NZIFF Booklet

Films by Must See

Staff Picks: Jessica Hof

Bar The Farewell – which I’ve already seen and is exquisite, so needed inclusion on my list – I’ve been saving these for the big screen for the full immersive popcorn (or snuck in supermarket treats) experience. My picks are a mixture of entertaining, empowering and a bit nuts (reflecting my true self), with the odd I-actually-want-to-know-about-this documentary thrown in, because I like to have something up my sleeve in case a particularly bad batch of small talk runs dry. Nothing like corrupt politics to liven up a dull conversation.

Also, there is something so internally warming about a wee book like The Little Prince bringing back forgotten languages and identities through its inclusive, curious nature of a plot. You know, for when rubbish men in power have made you sad enough. — Jessica Hof, Wellington Intern

Animals

Sophie Hyde

Holliday Grainger and Alia Shawkat (Arrested Development) are thirty-something best friends in Dublin, where partying hard is still their way to have fun, but the reality of getting older is getting harder to ignore.

American Woman

Jake Scott

A sweeping character study centred on a teenager’s disappearance – and a mother’s determination to live through the tragedy – in blue collar Pennsylvania. With Sienna Miller, Aaron Paul and Christina Hendricks.

Capital in the 21st Century

Justin Pemberton

A sweeping – and sobering – account of the way that concentrated wealth has both shaped our past and is creating a deeply unequal future. Based on economist Thomas Piketty’s bestselling book.

Come to Daddy

Ant Timpson

Elijah Wood, Stephen McHattie and Madeleine Sami lead Kiwi director (and NZIFF/Incredibly Strange programmer) Ant Timpson’s deranged comic thriller about a father-son reunion that goes very, very south.

The Day Shall Come

Chris Morris

Anna Kendrick plays a dysfunctional FBI agent tricking an idealistic preacher into plotting terror in The Day Shall Come, Chris Morris’ ballsy, very funny follow-up to festival hit Four Lions.

The Farewell

Lulu Wang

Deft and deeply felt, with a star-making turn from Awkwafina, Lulu Wang’s widely praised drama tells the story of a Chinese American family paying their last respects to a mother and grandmother who doesn’t know she’s dying.

High Life

Claire Denis

A forbidding spaceship carrying death row inmates hurtles towards oblivion in Claire Denis’s long-awaited, intensely hypnotic sci-fi opus.

Loro

Paolo Sorrentino

Toni Servillo as Silvio Berlusconi plays the role of his life in Paolo Sorrentino’s satirical account of the former prime minister of Italy, famous for his fortunes and scandals as well as his ad personam policies.

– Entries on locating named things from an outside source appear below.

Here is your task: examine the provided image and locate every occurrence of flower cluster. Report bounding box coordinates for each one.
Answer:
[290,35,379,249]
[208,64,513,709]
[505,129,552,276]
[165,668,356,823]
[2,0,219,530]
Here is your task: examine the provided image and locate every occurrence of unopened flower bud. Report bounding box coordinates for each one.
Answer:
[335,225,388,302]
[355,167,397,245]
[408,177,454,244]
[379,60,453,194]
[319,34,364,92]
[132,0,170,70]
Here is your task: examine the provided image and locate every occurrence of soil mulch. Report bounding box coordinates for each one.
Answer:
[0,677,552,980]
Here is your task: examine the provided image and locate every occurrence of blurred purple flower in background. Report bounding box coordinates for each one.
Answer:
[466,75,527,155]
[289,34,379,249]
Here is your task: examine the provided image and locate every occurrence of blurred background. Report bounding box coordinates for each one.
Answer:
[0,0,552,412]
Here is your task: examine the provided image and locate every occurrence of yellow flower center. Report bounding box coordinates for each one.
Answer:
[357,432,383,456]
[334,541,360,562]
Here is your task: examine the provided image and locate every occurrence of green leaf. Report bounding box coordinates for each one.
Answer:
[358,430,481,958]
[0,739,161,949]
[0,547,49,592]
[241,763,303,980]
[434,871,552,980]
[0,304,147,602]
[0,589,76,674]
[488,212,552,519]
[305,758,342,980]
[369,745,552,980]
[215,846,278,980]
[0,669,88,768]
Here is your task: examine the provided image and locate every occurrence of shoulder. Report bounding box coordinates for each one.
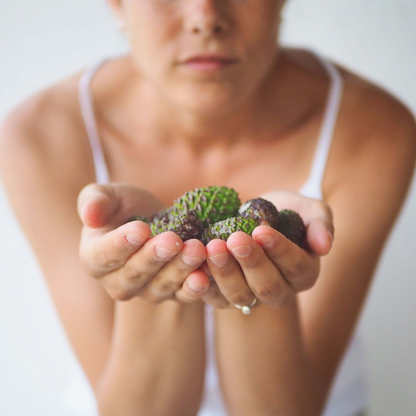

The Miracle of The Little Prince

Het Wonder van Le Petit Prince

Marjoleine Boonstra

The Miracle of the Little Prince profiles dedicated translators who use Antoine de Saint-Exupéry’s timeless and overwhelmingly emotional novella to help keep dying, frequently less spoken and documented languages alive.

The Nightingale

Jennifer Kent

Winner of the Special Jury Prize at the Venice Film Festival, Jennifer Kent’s brutal revenge saga is an unrelenting reckoning with white male oppression – and not for the faint of heart.

This Changes Everything

Tom Donahue

You thought #TimesUp was a new initiative? Think again. This Changes Everything is the rallying cry lovers of cinema, supporters of women, and those who just aspire to see a fairer, more equitable industry have been waiting for.

Vivarium

Lorcan Finnegan

Jesse Eisenberg and Imogen Poots’ goal of becoming homeowners veers into strange and sinister territory in this smart and unexpected sci-fi horror.